Modern systems checksum by default; ask your vendor if you're not sure.
has_rename - This should be 0 in SCO Unix V.3.2. Its NFS rename() is broken,
but if you run src/conf.sh in a non-NFS filesystem, it thinks rename() works.
has_seteuid - You have to worry about this only if you plan to run RCS setuid.
has_seteuid should be 1 only if your seteuid lets you switch back and
forth between any pair of users as specified in Posix 1003.1a Draft 5.
On some older systems (e.g. SunOS 3.5) seteuid doesn't allow this.
One must be root to test this reliably, so src/conf.sh just guesses.
If has_seteuid==0, perhaps you can use setreuid instead (see below).
Otherwise, the next best thing is saved setuid semantics
(a Posix 1003.1-1990 option), because this fails only if you run as root.
You may need to compile with `cc -systype sysv' (some Mips OS variants)
or `cc -YPOSIX' (some Ultrix variants) for best results here.
Don't run RCS setuid under AIX 3.2 if you use NFS, since it's badly broken.
To see the AIX 3.2 bug, run the following program setuid X where the NFS file
"abc" already exists, owned by X, permission -rw-r--r--, and where
the invoker is not X. The program fails with "fclose: Permission denied".
#include <stdio.h>
int main() {
FILE *f = fopen("abc", "w");
setuid(getuid());
fputc('\n', f);
if (fclose(f) != 0)
perror("fclose");
}
has_setreuid - You have to worry about this only if you plan to run RCS setuid
and if has_seteuid==0. On some older BSDish systems, the setreuid system
call lets you swap real and effective users even if one of them is root.
One must be root to test this reliably, so src/conf.sh always guesses that
it doesn't work. Set it to 1 by hand if you know that it works.
has_vfork - This should be 0 in some variants of HP/Apollo DomainOS.
(The `uname -a' command reported `10.3.5 sys5.3' on one such variant.)
Its vfork causes a system crash; you'll have to change src/conf.sh to output
`#define has_vfork 0' without actually trying vfork.
large_memory - This should be 1 if main memory is large enough to hold entire
copies of RCS files, perhaps because virtual memory is available.
_POSIX_SOURCE must be #defined in a strict Standard C environment,
because otherwise <stdio.h> cannot define useful identifiers like fileno.
Avoid defining _POSIX_SOURCE if possible,
because it can disable useful non-Posix features in your host.
Perhaps you can remove the need for _POSIX_SOURCE
by supplying an option to your compiler to makes it less strict.

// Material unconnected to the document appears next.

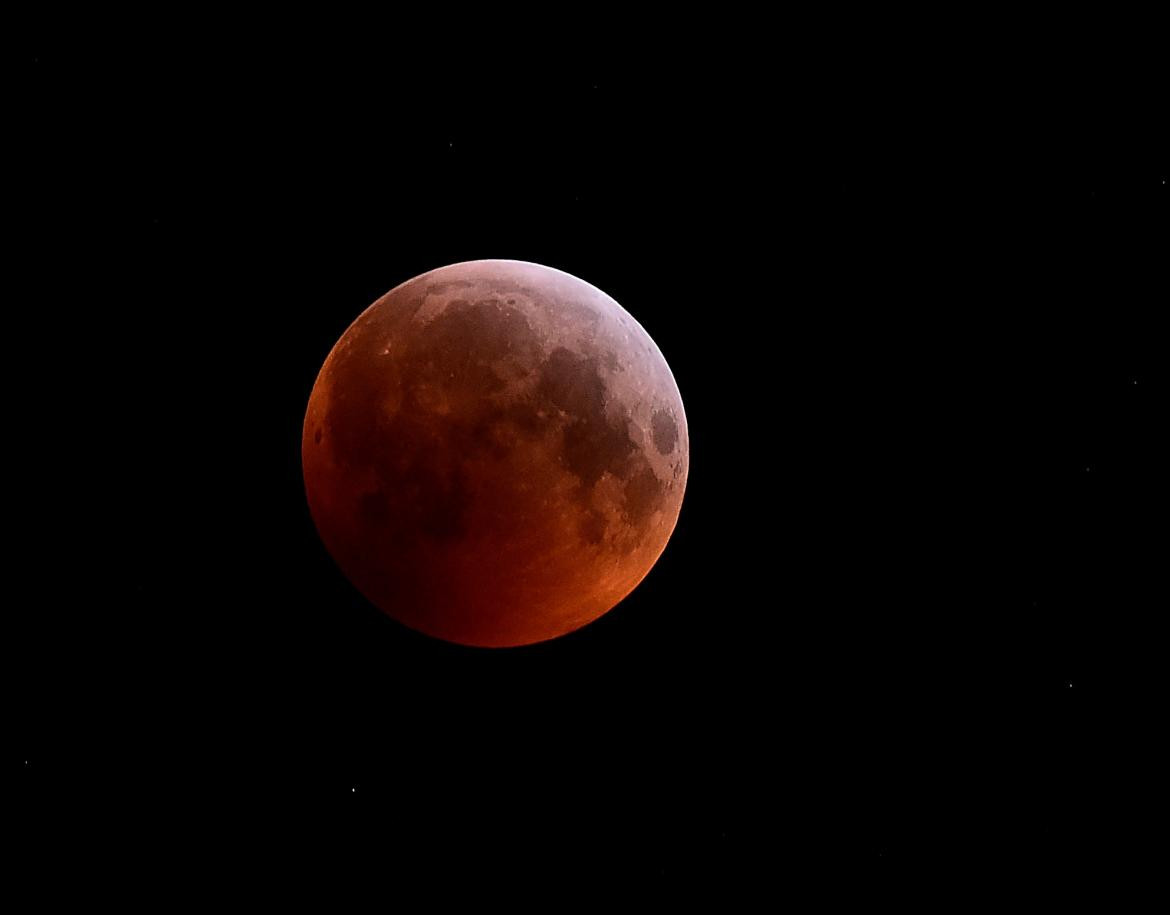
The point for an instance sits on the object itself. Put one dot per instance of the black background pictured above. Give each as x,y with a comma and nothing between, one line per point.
906,625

You may also have to pay attention to other symbols, e.g. _XOPEN_SOURCE.
TZ_must_be_set - set this to 1 on hosts where gmtime() yields bogus
values unless the TZ environment variable is set.
volatile - See `const'. E.g. `volatile sig_atomic_t' is conforming, but some
buggy hosts complain. Also, Ultrix 4.0 Mips CC 2.0 has buggy volatile support.
X_DEFAULT - This is normally ",v/" on Unix hosts, and "" on hosts that
do not allow commas in file names (e.g. DOS).